If you’re thinking about an au pair, or foreign live-in nanny, the best resources for most of your questions are the sites of the major companies themselves, among them Cultural Care and Au Pair in America (APIA).
However, if you want the kind of insights you can only get from a family like yours who has actually experienced the program, read on.
Things We Learned the Hard Way:
We chose a 19 year old for our first au pair, thinking we wouldn’t have to deal with late night partying or alcohol related incidents.
Ultimately, we learned that you can’t control an adult outside the confines of your home; luckily nothing ever became an issue. However, we also learned that a lot of festivals, street fairs, and concerts are 21 and up and this age restriction can make for a pretty bored and lonely au pair- a frustrated one too as many au pairs are of legal drinking age in their home countries.
Originally, we thought we’d be able to simply share one of our existing vehicles with our au pair. Per the company’s policies, this is totally legitimate. However, keeping track of mileage and gas on a shared vehicle was kind of a nightmare. Additionally, we didn’t even think about having ‘the talk’ before handing her the keys (namely, what kind of damage we’d expect her to fix and to what amount).

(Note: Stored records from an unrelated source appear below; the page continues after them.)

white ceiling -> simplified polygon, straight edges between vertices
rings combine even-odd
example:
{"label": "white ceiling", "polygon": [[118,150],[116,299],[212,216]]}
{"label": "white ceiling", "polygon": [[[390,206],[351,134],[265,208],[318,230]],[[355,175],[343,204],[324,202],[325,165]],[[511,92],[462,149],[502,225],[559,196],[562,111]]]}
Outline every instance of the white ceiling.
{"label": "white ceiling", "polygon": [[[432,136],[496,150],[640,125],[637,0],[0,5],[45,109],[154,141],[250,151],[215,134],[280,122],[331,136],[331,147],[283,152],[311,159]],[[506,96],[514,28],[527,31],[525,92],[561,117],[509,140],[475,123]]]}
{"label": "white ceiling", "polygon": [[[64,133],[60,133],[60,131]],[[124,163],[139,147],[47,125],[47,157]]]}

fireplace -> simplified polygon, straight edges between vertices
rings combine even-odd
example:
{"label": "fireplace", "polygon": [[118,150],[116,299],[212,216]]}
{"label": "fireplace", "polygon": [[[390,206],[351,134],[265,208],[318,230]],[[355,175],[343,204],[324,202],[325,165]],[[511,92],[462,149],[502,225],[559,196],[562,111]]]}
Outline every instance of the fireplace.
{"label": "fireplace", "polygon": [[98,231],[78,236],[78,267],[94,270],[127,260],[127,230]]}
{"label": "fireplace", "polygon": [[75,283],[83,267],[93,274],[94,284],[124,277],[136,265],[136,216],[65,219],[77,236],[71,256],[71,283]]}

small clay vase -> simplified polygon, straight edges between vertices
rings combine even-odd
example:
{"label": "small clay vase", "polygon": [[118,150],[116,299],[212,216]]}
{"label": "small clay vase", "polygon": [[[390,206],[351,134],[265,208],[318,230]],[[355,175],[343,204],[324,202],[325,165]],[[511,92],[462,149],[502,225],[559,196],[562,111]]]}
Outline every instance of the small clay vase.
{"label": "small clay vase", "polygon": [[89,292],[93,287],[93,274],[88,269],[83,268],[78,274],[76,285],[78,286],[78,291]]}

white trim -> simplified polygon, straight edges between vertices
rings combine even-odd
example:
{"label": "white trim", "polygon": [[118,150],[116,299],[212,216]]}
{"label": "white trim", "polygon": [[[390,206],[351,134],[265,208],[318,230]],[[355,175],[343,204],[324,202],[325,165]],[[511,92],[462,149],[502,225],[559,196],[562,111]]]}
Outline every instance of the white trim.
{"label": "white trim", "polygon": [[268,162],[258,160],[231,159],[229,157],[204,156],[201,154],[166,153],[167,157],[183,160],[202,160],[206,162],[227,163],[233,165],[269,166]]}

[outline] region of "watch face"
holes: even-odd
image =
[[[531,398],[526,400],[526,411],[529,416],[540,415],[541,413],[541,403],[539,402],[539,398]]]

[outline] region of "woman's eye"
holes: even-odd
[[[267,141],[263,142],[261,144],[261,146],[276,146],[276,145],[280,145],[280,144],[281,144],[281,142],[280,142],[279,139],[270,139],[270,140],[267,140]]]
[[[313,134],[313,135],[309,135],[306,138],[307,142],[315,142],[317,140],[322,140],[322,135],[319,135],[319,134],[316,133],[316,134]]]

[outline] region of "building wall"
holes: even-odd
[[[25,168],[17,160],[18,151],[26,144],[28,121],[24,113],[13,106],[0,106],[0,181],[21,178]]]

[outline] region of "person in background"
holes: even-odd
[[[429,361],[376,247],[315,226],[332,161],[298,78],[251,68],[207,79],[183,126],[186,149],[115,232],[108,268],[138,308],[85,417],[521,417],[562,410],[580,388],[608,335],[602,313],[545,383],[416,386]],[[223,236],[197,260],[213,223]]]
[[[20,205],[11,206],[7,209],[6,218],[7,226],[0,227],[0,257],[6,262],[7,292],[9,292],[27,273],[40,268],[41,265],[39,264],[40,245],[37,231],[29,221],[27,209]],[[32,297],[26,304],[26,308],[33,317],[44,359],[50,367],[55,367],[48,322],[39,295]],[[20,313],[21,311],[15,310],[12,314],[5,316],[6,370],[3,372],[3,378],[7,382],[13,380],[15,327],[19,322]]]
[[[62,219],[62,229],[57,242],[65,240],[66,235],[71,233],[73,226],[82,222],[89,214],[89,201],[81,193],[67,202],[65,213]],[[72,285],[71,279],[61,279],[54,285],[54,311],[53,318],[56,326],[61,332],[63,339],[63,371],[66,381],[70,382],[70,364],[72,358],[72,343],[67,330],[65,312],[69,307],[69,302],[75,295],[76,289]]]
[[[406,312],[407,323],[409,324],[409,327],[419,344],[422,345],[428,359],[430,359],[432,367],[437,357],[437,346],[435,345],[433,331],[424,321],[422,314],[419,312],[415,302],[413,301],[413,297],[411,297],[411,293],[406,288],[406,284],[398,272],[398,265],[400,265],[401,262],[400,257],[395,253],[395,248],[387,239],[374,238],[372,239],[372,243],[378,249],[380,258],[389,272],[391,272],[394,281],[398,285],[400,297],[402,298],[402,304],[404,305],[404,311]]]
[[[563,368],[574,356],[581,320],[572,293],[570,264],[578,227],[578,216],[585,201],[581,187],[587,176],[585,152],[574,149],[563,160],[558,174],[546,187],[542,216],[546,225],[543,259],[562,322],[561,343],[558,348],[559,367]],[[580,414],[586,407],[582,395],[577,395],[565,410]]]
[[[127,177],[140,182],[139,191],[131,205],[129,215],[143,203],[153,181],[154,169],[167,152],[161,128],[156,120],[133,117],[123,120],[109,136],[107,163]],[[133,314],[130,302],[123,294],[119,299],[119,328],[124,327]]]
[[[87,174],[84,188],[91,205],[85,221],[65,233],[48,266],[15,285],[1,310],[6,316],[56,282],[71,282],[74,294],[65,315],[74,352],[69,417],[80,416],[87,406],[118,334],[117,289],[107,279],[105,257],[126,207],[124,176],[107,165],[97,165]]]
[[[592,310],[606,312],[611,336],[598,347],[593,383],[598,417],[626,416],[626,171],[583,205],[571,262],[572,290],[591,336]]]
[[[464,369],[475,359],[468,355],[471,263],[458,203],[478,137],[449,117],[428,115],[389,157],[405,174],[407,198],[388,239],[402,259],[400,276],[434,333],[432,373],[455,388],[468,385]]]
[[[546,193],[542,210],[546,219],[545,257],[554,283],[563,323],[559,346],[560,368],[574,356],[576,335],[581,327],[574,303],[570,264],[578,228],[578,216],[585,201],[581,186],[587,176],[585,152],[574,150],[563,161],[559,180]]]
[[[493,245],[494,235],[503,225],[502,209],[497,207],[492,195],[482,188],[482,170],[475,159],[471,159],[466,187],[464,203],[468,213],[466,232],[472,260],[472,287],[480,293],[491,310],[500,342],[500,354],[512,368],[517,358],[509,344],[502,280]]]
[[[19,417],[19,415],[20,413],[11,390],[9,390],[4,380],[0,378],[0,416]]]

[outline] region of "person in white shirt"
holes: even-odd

We’ve since designated a car exclusively for our au pair’s use and this has made life easier for everyone. We’ve also learned that au pairs are responsible for up to $500 in damage (at least through APIA). Our first au pair had two accidents, the second had a run in with a rock, and we’ve heard a lot of stories about other au pairs who have had similar incidents.
For our third au pair, we plan on marking up a schematic of a car together (like they do at rental car places), so we can be on the same page about what dents and dings were there before she drives it. We’ve also learned to be clear on what we mean by damage: in our minds, damage is damage but some au pairs may feel that if the damage is only cosmetic, fixing it is optional. It’s best to communicate before the first incident.
Having an au pair along on vacation can provide you with time to relax sans kids!
It also gives you a chance to get to know your au pair in a new setting and for her to see a new place. However, what is not fun or relaxing for anyone is feeling resentful, frustrated or confused. We learned that it’s important to communicate whether or not the vacation time will be paid, the hours you expect her to work, and the items for which she should pay well before you set sail.
We are expecting our third au pair in October and have learned so much from each girl. What tips do you have for hosting an au pair or live-in nanny?